Environment: Python, JavaScript, Django Framework 1.3, Flask, HTML, CSS, SQL, MySQL, LAMP, JQuery, Apache web server, SQLAlchemy.
Confidential
ETL/Informatica Developer
Responsibilities:
- Analyze requirements from Business users
- Perform data analysis for any requirement and provide source to target mapping rule document
- Data validation/profiling by writing complex SQL queries by joining several tables.
- Identifying the source to target mapping attributes under different source systems.
- Designed data models to support user's business requirements.
- Designed and developed complex aggregate, joiner, look up transformation rules (business rules) to generate consolidated (fact/summary) data identified by dimensions using Informatica ETL Power Center.
- Used the Slowly Changing Dimensions wizard (type 2) to update the data in the target dimension tables.
- Created sessions, database connections and batches using Informatica Server Manager/Workflow Manager.
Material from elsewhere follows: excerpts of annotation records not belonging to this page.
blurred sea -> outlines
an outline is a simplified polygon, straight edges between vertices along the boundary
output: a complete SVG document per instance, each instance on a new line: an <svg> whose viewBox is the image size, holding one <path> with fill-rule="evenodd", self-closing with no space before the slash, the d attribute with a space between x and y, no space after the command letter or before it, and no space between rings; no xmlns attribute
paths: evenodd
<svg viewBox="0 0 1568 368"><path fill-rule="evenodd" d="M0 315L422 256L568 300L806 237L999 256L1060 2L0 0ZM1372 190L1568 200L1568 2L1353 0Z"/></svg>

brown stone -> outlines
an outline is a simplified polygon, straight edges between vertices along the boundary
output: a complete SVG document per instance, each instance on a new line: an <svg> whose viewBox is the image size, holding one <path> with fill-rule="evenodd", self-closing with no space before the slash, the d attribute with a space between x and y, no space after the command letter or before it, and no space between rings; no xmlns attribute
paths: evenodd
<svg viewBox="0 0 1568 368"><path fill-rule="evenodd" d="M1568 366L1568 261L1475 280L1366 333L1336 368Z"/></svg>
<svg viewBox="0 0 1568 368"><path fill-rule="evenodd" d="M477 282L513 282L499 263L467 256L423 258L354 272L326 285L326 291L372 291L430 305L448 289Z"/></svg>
- Optimized mappings, sessions/tasks, source, and target databases as part of the performance tuning.
- Configured the server and email variables using Informatica Server Manager/Workflow Manager.
- Used all types of caches like dynamic, static and persistent caches while creating sessions/tasks.
- Used Metadata Reporter to run reports against the repository.
- Designed the physical structures necessary to support the logical database design.
- Designed processes to extract, transform, and load data to the Data Mart.
- Involved in Informatica mappings development using Power Center designer and server manager/Workflow Manager to create the sessions and did lot of testing and data cleansing.
Environment: Informatica Power Center 8X (Repository Manger, Designer, Workflow Monitor, Workflow Manager), SQL server, Netezza 4.2, SQL, PL/SQL, UNIX.